Pour notre part, si un appel à une certaine retenue, à un certain tact nous parait souhaitable, nos Etats démocratiques ne sauraient, pour autant, régresser en rognant de plus en plus une liberté d’expression, d’opinion, de création qui se réclame d’un droit fondamental trop chèrement acquis pour l’abandonner peureusement devant la menace. Il en va de la pérennité de nos sociétés et d’une civilisation. 

3 commentaires

  1. Posté par Alain Favre le

    A écouter la plupart des médias, cette affaire de pseudo-film d’amateur sur youtube, ainsi que l’histoire de Charlie Hebdo, constitueraient le summum de l’intolérance occidentale. Lorsqu’on s’intéresse à l’avis de Monsieur tout-le-monde, le langage est tout autre.
    En fait, ce non-événement ne choque que les bobos et la dhimmisphère. Toute personne sensée n’y voit qu’une bonne plaisanterie qui fait rire à l’heure de l’apéro. Une plaisanterie issue de notre sensibilité, culture et civilisation. Si cela n’est plus possible, cela signifie simplement que notre culture et civilisation nous ont échappé au profit d’une autre civilisation et … religion.

  2. Posté par Yann le

    Personnellement je crois qu’on ose penser de tout. Je crois qu’on ose parler de tout.
    Mais dès qu’on impose certaines choses liées à la violence (verbales et physique ou non), alors non.

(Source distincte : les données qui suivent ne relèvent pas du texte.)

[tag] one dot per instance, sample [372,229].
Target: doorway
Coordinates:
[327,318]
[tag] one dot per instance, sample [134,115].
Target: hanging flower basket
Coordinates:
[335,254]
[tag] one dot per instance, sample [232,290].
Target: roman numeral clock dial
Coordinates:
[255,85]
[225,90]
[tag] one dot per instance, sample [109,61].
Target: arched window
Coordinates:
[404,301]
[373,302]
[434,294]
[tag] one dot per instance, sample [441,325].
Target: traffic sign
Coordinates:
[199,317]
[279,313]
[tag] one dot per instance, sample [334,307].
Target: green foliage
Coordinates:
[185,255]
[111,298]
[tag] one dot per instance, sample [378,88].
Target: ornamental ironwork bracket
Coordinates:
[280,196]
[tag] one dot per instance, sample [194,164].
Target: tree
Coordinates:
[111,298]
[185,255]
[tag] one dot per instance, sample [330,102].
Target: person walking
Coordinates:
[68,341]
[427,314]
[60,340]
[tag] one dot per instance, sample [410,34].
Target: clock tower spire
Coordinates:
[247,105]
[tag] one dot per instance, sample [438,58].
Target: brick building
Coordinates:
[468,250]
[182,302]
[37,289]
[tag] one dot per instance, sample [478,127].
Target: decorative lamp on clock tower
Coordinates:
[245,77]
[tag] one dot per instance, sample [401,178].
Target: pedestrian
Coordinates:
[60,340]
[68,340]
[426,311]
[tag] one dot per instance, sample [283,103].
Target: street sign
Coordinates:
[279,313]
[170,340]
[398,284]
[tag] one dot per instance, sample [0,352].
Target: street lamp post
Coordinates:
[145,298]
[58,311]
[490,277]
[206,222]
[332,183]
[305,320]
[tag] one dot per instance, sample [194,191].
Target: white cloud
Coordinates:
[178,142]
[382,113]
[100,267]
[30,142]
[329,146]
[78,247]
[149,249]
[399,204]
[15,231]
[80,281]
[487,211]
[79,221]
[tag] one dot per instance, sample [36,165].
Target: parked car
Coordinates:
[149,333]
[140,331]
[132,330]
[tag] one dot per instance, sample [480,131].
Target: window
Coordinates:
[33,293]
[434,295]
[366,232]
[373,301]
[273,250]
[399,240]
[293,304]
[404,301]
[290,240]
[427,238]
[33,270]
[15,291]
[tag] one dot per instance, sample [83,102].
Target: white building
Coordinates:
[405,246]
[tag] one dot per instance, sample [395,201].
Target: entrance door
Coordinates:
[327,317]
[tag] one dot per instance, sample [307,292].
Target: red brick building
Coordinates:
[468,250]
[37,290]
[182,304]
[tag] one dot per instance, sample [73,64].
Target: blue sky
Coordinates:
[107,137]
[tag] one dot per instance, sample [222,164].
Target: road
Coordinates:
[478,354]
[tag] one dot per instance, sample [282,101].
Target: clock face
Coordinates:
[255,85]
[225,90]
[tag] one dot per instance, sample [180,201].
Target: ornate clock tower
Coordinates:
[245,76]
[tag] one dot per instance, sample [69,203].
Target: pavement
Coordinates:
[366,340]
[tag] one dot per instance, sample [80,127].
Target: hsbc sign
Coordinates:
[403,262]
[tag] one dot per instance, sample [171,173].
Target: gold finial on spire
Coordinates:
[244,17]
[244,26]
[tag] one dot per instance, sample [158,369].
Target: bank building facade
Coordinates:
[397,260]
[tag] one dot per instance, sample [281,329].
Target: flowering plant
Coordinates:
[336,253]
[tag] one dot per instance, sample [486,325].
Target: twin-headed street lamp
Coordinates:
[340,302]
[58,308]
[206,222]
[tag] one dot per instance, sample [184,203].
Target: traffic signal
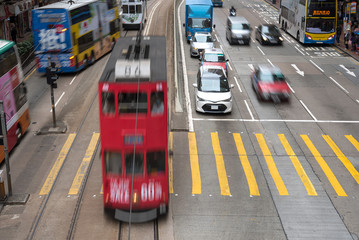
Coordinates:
[51,74]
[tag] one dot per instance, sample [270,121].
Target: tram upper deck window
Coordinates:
[139,163]
[113,162]
[108,103]
[127,102]
[157,103]
[156,163]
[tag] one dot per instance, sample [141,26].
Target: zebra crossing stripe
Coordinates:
[76,184]
[252,183]
[282,190]
[298,167]
[196,176]
[349,166]
[221,170]
[326,169]
[353,141]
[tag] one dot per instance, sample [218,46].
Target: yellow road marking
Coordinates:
[196,176]
[76,184]
[301,172]
[353,141]
[252,183]
[326,169]
[342,158]
[271,165]
[30,74]
[57,166]
[170,167]
[221,170]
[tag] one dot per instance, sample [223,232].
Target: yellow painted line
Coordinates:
[57,166]
[342,158]
[300,170]
[221,170]
[326,169]
[170,163]
[353,141]
[251,179]
[193,155]
[81,171]
[30,74]
[282,190]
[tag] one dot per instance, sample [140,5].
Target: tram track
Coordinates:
[141,230]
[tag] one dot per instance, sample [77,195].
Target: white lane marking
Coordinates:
[150,17]
[229,65]
[339,85]
[270,62]
[316,66]
[297,69]
[239,87]
[306,108]
[299,50]
[291,88]
[63,93]
[260,50]
[73,79]
[249,110]
[184,68]
[348,71]
[273,120]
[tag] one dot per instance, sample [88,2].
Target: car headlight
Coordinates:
[200,99]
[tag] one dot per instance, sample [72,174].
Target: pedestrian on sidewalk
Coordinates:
[339,32]
[347,38]
[13,33]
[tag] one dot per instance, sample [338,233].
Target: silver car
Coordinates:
[212,90]
[199,42]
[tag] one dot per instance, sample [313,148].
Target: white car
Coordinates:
[212,90]
[200,41]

    Tu peux haïr quelqu’un (c’est ton problème), mais tu n’as pas le droit de le déclamer publiquement, avec la haine et la rage. Ou alors dans un cadre (tribunal, office, écoute…).

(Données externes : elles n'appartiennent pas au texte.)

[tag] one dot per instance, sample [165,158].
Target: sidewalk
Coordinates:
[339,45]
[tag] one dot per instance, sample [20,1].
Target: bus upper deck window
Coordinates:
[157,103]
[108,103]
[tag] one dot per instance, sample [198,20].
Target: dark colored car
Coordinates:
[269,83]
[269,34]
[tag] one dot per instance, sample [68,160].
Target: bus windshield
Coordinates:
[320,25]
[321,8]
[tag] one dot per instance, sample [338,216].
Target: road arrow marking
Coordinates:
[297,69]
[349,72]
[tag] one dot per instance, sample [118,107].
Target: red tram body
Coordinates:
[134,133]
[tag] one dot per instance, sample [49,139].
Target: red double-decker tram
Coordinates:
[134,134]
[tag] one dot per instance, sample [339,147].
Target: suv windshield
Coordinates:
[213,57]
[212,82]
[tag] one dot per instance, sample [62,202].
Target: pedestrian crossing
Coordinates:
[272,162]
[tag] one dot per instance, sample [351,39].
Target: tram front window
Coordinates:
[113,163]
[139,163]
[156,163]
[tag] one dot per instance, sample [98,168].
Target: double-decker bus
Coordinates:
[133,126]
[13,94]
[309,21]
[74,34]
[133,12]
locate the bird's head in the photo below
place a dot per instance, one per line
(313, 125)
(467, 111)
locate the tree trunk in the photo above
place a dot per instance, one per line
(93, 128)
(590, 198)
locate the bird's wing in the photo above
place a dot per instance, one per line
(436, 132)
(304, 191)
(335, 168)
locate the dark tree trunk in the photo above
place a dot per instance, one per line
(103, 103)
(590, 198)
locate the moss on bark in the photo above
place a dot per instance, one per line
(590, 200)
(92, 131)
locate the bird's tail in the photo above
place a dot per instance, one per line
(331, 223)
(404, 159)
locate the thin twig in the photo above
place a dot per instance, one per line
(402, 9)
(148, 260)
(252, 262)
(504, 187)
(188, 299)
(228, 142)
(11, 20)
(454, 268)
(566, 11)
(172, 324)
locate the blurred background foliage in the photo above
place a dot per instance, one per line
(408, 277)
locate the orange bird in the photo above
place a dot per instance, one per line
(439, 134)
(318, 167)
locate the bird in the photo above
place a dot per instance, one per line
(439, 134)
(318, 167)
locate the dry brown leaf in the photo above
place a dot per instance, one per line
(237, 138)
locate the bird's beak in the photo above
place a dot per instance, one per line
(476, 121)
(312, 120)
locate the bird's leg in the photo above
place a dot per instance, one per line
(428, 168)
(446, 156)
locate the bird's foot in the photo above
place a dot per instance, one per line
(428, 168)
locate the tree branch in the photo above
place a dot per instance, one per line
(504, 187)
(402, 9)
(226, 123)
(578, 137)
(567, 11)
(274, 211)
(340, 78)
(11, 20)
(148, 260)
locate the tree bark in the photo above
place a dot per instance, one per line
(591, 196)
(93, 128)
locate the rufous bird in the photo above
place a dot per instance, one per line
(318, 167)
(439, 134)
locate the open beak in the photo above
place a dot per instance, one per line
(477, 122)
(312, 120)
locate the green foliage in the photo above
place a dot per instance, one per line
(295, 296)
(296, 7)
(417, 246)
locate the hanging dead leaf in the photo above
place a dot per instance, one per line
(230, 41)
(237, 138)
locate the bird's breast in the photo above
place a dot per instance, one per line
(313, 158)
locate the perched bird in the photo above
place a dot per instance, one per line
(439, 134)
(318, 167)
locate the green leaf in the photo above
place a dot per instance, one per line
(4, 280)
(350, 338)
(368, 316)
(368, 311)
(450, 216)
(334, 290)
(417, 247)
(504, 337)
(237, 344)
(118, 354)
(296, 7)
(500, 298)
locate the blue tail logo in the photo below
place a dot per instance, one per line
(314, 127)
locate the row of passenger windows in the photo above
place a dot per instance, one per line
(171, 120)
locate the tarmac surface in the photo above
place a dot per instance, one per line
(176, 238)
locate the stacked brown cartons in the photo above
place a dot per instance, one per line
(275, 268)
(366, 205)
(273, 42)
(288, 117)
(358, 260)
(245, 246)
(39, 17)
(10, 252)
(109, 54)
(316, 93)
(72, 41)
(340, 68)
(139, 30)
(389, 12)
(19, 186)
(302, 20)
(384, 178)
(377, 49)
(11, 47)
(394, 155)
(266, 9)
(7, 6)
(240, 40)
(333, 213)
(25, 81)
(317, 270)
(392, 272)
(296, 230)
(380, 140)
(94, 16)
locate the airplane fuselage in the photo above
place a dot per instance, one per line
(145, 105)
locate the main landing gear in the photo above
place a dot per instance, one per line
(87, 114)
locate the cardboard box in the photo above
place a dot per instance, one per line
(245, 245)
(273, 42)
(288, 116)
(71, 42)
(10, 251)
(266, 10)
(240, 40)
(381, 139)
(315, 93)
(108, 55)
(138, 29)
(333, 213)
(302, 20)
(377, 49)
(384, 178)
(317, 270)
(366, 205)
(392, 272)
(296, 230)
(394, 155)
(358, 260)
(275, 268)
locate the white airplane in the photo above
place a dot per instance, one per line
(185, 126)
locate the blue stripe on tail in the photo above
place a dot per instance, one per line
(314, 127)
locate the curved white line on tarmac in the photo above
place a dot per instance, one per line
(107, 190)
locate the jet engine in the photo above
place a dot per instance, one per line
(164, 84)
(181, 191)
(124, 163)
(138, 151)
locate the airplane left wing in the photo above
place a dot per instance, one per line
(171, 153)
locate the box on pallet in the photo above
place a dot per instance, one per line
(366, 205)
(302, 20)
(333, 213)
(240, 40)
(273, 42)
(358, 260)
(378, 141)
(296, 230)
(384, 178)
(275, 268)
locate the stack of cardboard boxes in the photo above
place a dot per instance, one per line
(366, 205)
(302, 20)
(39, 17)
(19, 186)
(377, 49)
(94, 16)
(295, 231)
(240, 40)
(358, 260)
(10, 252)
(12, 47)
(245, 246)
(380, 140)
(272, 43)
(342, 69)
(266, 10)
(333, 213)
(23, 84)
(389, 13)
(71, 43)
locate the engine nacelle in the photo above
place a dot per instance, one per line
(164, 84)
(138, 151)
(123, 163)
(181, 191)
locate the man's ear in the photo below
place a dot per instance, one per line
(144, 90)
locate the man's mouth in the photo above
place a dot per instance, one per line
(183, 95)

    Tu peux ne pas être ok et en parler publiquement, s’il n’y a pas de haine, ni d’offense. Mais en défendant et en posant un cadre permettant la défense de l’autre.

    La haine décriée et publique ? non.
    Dire “On va égorger les juifs” dans la rue, devant la gendarmerie, dans une autre langue, dans la rue… C’est pas correcte. Et cela mérite justice. Car décalaration de malédiction et menace de mort.

    Incroyable.
    La liberté d’expression est juste, la liberté de penser est juste.
    Mais elle se limite à la manière dont elle est diffusée.

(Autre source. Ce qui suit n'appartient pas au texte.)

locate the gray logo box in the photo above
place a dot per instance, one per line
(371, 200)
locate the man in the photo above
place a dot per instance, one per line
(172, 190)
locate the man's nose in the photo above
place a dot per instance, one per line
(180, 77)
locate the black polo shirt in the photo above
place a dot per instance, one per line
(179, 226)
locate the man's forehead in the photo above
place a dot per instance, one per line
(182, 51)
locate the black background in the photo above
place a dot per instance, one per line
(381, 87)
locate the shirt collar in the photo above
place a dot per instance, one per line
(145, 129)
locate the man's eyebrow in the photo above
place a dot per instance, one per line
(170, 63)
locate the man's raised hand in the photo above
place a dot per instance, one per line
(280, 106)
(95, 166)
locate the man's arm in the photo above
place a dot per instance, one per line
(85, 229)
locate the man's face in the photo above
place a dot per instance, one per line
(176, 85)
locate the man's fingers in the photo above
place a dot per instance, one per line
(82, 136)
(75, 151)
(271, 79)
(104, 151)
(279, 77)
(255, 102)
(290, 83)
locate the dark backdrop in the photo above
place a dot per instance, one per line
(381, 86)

    Oser proclamer la haine est condamnable pour n’importe qui. Donc justice.
    Est-ce être anti quelqu’un que penser de cette manière ?
    Est-ce être anti religieux que penser ainsi ?

    Non car c’est lié aux règles de vie de tout un chacun. Et donc un droit. Un droit, dans un cadre de respect. Là est une pleine liberté, et en plus une vraie force.

    Imposer des changements ?
    C’est comme aller chez quelqu’un et vouloir (en le faisant) changer son appartement. Non mais, est-ce de la liberté d’expression correcte ?

    Ensuite on s’étonne que certains ont peur.
    Oui tous ne sont pas extremistes, mais tous ont une bouche pour affirmer s’ils défendent ou non ces points. Dans un cadre, de manière claire, et posée.

    Mais c’est vrai, le silence peut être une absence. Sans mur sur une route, on avance.

  3. Posté par Gilles Vuilliomenet le

    Monsieur Eggly, vous osez vous poser la question de savoir si nous devons être ferme ou élaborer de nouvelles lois pour restreindre, non seulement la Liberté d’expression, mais surtout la Liberté de critiquer les idéologies! En arriver là, ce serait accepter la criminalisation du blasphème et de la diffamation des religions, cela ne ferait que le jeu de l’OCI dont c’est le but ultime avant de nous imposer leur secte, car là est leur principale mission: ISLAMISER LE MONDE ! Et je pense que vous êtes conscient que cela nous sera intolérable à nous HOMMES LIBRES!